Si tenemos gracia cumpliremos lo que Pablo llama los frutos del espíritu; los demás no nos interesan. Los frutos y las acciones que proceden de la carne no nos interesan, no porque ya estemos al cabo de la calle, sino porque nos esforzamos por ser fieles discípulos de Cristo. Y si la fragilidad y la debilidad tuvieran que sobresalir, existe, gracias a Dios, el sacramento de la confesión, a través del cual podemos recuperar la plena filiación con Dios y la unión con los hermanos. Porque, repito, cuando un cristiano peca gravemente pierde la gracia y no sólo se aleja de Dios sino también de los hermanos. ¿Cómo puede estar unido a los hermanos si en él hay pecado, si es aquella rama que se ha alejado y se vuelve seca y sirve solamente para alimentar el fuego?
"Muchas cosas tengo todavía que deciros", ha dicho Jesús, y yo en esto veo la continuidad de la enseñanza de Dios a lo largo de los siglos. Aquellas manifestaciones divinas, las teofanías, las cartas de Dios y las apariciones marianas, que los hombres de la Iglesia han rechazado, están presentes aquí. "Muchas cosas tengo que deciros todavía, pero por el momento no podéis con ellas" (Jn 16, 12).
A lo largo de la historia Dios se hace presente de varias maneras, y las personas que han acogido las acciones e Dios han visto nacer de nuevo en ellos, la verdadera vida espiritual de manera abundante. La palabra de Dios la puede entender y hacer comprender sólo el que está dotado de la luz del Espíritu Santo, si no hay luz no hay comprensión. Que cada uno de vosotros dé lo mejor de sí mismo.

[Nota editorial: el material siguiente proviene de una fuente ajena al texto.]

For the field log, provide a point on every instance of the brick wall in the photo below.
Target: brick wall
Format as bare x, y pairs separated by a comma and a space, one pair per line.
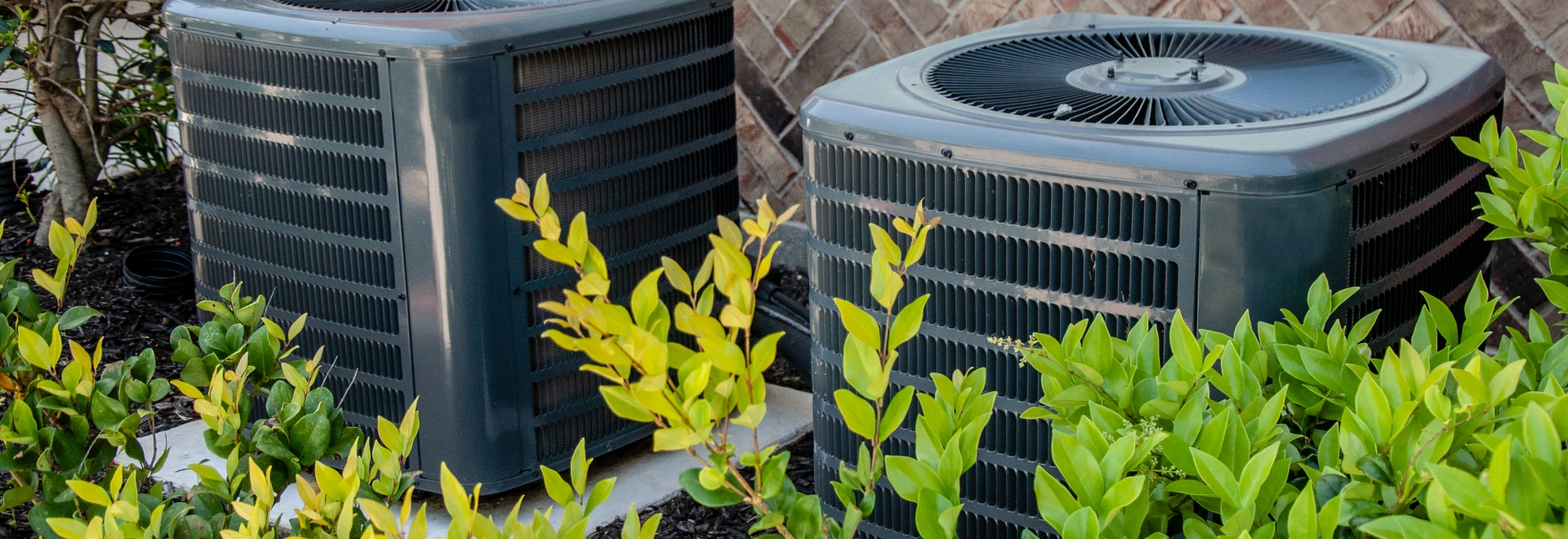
789, 47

Puedo decir con san Pablo: "sed mis imitadores como yo lo soy de Cristo" y diciendo así no quiero excluir, a la Vidente, sino que la incluyo. Hemos tratado con nuestros límites de seguir a Cristo, por ahora hemos seguido a Cristo sufriente, pero espero que dentro de no mucho podremos seguir a Cristo triunfante. Porque en el momento en el que renace y triunfa la Iglesia, recordad que triunfa Cristo y entonces podremos cantar Christus vincit, Christus regnat, Christus imperat, por todos los siglos de los siglos.